You need a mini-speaker
a solar cell 4,5V 80mA (the bigger the better)
an empty chips box and a bit wire and a soldering iron.
Step 1: Unscrew the Battery Housing
There are two ways to connect the solar power to the amp. The first is straight to the springs in the battery housing. This is very easy, you don't have to open the housing, but the disadvantages are: The cable is inside the box and you can't use batteries once you soldered cables to the springs. If you don't solder the cables but use clamps, the whole thing looks rather sluggish.
This is why I chose to open the housing. And of course also to see what is inside. ;-)
So unscrew the three little screws on the side of the housing. Then carefully lift up the upper part. Be careful because there are short cables connecting the two parts! As seen in picture 3!
The last picture shows the heart of the amp: The LM4871 amplifier-IC, but that may be a theme for another instructable.
For now on we continue to power it by a solar cell.
Step 2: Make a Hole Into the Cap
Now you have to drill a small hole into the cap. I chose to go near the audio cable and drilled a small hole in it. Then I also made a notch into the plastic rim around the speaker for the cable. Like the audio cable I made a small knot to relieve pulling forces from the soldering points.
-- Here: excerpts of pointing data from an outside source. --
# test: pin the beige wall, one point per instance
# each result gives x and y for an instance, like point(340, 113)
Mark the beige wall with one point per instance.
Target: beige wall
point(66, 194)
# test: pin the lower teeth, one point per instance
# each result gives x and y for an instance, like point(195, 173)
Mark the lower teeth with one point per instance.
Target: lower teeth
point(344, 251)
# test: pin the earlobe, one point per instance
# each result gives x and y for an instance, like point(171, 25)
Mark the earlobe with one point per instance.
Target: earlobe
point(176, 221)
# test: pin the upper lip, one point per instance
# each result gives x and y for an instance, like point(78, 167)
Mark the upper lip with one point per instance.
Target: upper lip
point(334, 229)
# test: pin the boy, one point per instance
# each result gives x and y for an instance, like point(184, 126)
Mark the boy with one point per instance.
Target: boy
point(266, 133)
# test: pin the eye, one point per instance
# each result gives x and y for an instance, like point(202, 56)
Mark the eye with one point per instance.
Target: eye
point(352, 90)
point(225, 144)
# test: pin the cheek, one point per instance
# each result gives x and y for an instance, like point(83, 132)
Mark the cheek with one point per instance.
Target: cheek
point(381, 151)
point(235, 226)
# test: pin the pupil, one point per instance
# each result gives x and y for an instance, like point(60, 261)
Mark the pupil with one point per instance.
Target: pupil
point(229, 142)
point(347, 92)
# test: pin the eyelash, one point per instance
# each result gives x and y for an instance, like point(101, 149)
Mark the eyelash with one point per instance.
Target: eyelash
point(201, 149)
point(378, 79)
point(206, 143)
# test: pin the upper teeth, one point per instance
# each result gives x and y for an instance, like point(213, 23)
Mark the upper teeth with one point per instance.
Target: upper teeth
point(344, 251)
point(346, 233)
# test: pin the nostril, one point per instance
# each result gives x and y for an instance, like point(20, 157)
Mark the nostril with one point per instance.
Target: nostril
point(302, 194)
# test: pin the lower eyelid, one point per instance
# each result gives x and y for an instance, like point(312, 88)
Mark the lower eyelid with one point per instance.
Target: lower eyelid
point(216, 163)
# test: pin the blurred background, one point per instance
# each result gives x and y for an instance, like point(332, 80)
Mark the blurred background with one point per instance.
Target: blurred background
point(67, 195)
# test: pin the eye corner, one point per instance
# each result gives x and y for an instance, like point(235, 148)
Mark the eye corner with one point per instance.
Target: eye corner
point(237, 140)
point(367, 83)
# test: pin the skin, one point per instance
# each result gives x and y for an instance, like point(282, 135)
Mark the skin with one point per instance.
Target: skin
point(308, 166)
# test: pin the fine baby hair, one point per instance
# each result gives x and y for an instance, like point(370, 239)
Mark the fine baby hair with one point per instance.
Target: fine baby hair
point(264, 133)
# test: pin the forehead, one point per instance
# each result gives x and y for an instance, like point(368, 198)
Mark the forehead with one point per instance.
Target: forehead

Step 3: Connect the Power Cable
If you know that you would like to operate is with solar and batteries you should think about installing a diode to prevent the current from the batteries flowing through the solar panel. But I didn't want to do this anyway so I left the diode. You can even install the diode directly at the solar panel, you don't have to install it in the housing itself. The diode will take 0.7V from your solar cell, but the speaker also works down to 3V, so this is no problem.
Using a bigger solar cell with more power will let your speaker operate even in a shady environment. The 4,5V 80mA solar cell cost me 7€ straight from china and works well only in direct sunlight. With a bigger solar cell you could also think about powering your mp3-player too. But that is now really far beyond this instructable.
Step 4: Close and Test
The tube provides a certain closed air space for the speaker and the sound is really good for such a small device. Before it distorts the volume is loud enough to entertain a small group.
To the tube itself I added a small iron wire with a loop to be able to hang the whole speaker into a tree, for instance when you harvest fruits.
The wire can also be used to hold the solar panel to which I added a small magnet.
Now you can lay yourself into the sun and enjoy music all day long.